The entire world only invests around USD 0.7 billion on TB medicine research every year – a third of the USD 2 billion that the World Health Organisation estimates is needed. This means in many cases as people with TB we are stuck with older treatments that are painful and have low success rates. There is urgent need for new medicines, diagnostics and vaccines. We need a new system of financing innovation that will prioritise R&D based on need not greed. This is something the declaration should be calling for. Countries negotiating must remember that prioritising the health of your people can be done without harming future innovation.
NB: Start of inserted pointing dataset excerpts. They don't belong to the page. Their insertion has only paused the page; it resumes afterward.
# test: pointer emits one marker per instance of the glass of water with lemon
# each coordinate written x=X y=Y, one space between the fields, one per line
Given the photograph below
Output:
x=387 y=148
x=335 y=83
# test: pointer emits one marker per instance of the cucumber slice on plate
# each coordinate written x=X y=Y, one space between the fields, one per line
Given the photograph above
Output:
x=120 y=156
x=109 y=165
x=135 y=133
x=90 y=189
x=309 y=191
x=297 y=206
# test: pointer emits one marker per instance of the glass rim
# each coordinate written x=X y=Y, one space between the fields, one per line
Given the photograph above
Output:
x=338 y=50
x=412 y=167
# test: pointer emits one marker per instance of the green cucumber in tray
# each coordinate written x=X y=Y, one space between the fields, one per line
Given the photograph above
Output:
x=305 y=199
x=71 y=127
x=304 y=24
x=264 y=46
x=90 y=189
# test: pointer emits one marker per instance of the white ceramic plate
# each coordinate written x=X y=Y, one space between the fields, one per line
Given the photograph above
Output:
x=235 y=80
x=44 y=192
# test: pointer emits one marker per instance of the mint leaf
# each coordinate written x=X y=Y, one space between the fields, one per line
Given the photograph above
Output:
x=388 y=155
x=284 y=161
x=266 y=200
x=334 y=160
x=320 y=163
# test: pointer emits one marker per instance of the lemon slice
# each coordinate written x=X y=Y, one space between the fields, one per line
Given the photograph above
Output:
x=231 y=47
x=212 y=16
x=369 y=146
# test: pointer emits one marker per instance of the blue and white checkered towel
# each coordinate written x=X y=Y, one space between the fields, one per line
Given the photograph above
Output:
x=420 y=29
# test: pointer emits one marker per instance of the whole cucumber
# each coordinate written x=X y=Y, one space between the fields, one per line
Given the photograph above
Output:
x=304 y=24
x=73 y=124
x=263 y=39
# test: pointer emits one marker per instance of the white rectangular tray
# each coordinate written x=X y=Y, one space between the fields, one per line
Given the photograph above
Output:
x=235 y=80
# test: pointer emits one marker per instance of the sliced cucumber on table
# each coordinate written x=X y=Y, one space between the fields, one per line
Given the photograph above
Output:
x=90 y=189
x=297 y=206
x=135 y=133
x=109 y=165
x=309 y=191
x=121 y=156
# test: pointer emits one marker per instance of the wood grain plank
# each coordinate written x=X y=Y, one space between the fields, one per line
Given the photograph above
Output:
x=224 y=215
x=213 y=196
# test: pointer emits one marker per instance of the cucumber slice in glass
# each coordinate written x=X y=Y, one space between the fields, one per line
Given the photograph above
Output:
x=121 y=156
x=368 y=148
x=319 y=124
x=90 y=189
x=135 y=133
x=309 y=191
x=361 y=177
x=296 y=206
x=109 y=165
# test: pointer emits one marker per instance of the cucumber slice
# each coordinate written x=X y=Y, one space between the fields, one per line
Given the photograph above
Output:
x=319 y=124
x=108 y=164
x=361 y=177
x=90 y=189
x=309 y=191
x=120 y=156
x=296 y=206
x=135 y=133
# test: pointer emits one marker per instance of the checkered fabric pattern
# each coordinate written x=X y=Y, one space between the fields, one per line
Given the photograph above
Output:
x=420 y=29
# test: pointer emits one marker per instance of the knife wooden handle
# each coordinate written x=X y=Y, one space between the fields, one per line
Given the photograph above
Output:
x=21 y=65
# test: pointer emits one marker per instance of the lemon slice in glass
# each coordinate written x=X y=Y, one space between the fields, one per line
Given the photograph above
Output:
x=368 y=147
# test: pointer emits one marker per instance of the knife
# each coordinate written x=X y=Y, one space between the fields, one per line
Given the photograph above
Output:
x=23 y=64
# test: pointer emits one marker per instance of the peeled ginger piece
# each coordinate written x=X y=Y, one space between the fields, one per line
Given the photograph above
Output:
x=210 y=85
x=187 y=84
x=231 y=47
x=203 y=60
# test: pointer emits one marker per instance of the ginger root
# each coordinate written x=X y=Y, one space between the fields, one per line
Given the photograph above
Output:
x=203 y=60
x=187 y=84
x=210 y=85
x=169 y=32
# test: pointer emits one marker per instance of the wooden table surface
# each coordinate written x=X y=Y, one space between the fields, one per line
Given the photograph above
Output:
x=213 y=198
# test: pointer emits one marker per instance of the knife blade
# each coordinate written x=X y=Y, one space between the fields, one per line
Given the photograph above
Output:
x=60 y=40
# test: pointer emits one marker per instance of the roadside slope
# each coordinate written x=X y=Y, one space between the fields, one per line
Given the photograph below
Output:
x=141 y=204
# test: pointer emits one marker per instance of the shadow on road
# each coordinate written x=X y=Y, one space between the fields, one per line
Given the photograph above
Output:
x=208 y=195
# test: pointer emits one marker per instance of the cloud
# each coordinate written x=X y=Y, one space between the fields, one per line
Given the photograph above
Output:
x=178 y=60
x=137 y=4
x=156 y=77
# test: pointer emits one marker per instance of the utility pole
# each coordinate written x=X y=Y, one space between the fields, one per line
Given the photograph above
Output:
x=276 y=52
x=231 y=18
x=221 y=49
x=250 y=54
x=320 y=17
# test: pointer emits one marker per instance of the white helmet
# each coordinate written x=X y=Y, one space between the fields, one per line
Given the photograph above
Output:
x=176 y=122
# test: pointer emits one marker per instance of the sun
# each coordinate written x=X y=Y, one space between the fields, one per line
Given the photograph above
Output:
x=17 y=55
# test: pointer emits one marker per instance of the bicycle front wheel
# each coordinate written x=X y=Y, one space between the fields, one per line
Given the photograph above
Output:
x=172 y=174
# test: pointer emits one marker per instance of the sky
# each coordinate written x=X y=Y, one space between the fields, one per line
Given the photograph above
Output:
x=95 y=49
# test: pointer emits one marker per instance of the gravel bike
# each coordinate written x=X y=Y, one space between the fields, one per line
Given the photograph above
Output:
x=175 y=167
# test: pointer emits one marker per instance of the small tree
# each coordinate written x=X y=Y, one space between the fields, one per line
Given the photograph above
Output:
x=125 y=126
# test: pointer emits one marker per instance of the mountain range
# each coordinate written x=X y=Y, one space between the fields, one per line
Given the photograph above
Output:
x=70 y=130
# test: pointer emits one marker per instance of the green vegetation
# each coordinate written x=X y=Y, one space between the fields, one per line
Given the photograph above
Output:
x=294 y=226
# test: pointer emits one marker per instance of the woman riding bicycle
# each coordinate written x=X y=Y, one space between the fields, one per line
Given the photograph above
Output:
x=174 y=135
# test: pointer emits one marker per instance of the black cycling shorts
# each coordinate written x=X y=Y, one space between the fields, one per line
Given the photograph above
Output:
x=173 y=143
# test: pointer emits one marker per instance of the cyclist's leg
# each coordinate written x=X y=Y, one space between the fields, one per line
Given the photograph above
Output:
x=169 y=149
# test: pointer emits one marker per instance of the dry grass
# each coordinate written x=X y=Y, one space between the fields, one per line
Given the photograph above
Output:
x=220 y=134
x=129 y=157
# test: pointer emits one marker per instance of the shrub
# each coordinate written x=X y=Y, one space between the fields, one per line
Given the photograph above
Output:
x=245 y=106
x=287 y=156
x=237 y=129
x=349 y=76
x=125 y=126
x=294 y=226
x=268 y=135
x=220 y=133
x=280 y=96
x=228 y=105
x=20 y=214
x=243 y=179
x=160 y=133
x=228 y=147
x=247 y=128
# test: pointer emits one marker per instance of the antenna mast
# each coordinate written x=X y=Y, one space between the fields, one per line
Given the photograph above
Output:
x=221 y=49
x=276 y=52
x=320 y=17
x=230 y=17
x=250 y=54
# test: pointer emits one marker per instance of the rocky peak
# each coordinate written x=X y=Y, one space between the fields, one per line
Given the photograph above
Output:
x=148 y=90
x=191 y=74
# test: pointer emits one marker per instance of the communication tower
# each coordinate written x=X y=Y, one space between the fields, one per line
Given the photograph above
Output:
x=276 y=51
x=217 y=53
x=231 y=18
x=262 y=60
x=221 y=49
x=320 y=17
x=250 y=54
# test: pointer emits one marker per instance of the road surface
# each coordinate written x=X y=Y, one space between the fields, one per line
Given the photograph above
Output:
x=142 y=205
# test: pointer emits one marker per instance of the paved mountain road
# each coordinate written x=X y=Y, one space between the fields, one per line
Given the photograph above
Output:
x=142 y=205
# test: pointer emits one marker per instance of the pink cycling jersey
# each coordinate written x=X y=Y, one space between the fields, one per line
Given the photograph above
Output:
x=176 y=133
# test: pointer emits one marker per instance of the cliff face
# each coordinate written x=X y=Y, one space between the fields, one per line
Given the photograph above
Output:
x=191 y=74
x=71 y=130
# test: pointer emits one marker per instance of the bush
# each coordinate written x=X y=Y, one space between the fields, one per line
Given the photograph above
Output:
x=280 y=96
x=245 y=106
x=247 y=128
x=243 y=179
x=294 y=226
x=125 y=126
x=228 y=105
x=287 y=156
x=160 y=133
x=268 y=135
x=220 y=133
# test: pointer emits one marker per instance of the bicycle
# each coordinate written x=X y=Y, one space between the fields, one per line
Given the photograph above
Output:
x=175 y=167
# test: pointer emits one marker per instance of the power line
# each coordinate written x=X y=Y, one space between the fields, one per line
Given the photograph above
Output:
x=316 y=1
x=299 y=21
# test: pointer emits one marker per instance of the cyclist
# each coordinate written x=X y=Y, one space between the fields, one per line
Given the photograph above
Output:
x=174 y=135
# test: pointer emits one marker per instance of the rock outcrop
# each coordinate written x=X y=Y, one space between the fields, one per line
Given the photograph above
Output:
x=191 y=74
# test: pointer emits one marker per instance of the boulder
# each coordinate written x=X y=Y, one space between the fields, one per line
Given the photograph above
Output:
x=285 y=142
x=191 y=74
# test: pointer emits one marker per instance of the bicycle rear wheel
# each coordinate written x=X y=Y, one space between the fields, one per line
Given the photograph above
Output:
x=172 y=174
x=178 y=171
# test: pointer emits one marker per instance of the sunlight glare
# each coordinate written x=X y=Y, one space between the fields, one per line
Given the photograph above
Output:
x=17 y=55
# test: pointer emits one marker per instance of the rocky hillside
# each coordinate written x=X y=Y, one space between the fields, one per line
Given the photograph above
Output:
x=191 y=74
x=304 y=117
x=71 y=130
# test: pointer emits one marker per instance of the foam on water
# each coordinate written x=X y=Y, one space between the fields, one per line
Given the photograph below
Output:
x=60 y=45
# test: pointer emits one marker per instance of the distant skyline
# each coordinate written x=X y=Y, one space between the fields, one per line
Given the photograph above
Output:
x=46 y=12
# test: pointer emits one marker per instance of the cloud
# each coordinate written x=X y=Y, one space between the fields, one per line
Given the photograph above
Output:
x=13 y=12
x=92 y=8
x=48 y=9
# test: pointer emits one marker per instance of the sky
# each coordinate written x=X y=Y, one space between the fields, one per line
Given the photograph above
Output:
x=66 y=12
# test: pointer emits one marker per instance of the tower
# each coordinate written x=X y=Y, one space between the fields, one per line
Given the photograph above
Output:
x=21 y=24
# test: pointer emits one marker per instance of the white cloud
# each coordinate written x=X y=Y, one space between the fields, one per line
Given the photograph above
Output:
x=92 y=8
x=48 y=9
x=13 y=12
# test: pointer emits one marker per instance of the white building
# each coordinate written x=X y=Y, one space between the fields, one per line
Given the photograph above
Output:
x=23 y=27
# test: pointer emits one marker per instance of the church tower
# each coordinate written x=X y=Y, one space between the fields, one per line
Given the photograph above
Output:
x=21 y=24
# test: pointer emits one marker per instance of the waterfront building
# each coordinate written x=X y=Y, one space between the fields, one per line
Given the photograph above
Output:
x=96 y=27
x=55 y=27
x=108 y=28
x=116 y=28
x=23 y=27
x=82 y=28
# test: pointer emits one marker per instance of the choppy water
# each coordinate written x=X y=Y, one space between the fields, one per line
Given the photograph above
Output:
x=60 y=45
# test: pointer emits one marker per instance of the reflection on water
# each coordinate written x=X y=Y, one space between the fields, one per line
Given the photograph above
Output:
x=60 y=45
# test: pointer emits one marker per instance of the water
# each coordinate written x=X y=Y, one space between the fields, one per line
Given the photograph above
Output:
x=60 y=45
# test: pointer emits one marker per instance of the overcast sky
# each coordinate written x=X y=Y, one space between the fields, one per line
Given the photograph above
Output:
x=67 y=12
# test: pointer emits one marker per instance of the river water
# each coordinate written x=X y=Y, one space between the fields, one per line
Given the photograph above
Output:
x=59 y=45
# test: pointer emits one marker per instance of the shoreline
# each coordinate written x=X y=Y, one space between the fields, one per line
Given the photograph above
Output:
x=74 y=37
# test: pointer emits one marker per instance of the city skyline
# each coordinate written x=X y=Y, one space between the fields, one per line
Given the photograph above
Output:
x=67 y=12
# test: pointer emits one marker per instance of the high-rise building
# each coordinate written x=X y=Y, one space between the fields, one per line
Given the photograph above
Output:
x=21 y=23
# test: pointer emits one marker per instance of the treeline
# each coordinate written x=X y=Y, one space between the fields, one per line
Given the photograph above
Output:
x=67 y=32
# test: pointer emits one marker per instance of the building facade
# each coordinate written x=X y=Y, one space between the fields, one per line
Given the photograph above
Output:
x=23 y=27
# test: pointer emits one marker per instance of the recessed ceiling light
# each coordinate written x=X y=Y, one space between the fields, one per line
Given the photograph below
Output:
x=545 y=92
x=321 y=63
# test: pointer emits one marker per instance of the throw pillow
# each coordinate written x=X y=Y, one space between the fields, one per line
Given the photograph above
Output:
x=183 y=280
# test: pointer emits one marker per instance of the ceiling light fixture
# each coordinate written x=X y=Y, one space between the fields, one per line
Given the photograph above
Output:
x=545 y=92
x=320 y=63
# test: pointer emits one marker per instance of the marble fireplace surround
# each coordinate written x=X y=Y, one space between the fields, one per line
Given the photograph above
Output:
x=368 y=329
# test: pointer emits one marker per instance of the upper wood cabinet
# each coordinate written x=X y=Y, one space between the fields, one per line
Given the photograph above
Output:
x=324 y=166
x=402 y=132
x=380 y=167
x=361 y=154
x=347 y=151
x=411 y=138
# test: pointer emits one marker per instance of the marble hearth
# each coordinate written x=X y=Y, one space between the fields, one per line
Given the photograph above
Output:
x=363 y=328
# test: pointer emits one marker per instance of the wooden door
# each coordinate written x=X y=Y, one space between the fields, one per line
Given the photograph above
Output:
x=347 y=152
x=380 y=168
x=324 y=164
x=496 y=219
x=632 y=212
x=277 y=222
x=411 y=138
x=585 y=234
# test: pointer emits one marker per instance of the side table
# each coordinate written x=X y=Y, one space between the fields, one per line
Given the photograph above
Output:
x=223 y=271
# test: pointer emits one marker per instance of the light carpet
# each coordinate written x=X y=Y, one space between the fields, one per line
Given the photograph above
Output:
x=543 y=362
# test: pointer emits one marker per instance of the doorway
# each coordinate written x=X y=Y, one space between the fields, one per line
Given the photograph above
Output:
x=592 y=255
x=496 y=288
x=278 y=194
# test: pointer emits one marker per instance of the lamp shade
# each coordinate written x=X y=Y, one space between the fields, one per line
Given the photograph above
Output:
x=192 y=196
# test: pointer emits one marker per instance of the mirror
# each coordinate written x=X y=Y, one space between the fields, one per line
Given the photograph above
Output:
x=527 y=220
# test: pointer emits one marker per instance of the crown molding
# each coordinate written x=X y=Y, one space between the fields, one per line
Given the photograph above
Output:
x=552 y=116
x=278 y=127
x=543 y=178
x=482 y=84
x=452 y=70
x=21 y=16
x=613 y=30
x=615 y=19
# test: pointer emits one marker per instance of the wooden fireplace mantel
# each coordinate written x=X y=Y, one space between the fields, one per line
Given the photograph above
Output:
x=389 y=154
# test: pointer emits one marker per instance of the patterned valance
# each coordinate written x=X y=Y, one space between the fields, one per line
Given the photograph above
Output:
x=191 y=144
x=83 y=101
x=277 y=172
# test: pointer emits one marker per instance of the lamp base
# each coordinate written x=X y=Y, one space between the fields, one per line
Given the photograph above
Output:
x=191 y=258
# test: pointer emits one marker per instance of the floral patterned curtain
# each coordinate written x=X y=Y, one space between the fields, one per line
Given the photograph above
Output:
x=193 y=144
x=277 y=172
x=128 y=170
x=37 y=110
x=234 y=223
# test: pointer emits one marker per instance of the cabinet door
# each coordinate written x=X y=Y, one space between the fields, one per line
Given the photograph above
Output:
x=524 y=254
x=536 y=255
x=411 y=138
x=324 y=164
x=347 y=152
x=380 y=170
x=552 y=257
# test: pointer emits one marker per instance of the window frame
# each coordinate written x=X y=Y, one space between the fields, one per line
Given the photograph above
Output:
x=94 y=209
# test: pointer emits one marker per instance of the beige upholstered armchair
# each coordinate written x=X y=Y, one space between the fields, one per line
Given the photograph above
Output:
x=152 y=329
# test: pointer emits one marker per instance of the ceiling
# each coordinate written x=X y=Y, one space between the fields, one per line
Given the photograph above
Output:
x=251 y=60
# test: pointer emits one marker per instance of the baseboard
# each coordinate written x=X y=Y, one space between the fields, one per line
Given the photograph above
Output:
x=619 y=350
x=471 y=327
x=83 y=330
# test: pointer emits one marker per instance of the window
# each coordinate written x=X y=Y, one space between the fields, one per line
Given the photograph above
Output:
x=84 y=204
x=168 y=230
We have just such an example of an innovative drug development framework in the Life Prize, again, with the exception of South Africa, governments have not been willing to back this project.

We urge the South African government to stay strong in the face of political pressure and to ensure the inclusion of a strong commitment on the use of TRIPS flexibilities in the main operative text of the TB declaration. This must include commitments to a) use to the full extent of TRIPS flexibilities to ensure access to medicines, and b) to ensure that intellectual property provisions in trade agreements do not undermine the Doha Declaration.

We further call on all other governments, and particularly other high-TB-burden countries such as India and China, to support South Africa’s proposals on the use of TRIPS flexibilities and proposals on alternative models of R&D. We found incredible international solidarity on these issues in 2001, if countries are serious about TB we will again find solidarity on this in 2018.

We are not alone in this. Civil society groups from across the world have made similar demands. It is time governments listen. Our people are dying of TB – governments must now show they are serious. DM

Tshabalala is the National Chairperson of the Treatment Action Campaign and Rugege is the Deputy Director of SECTION27.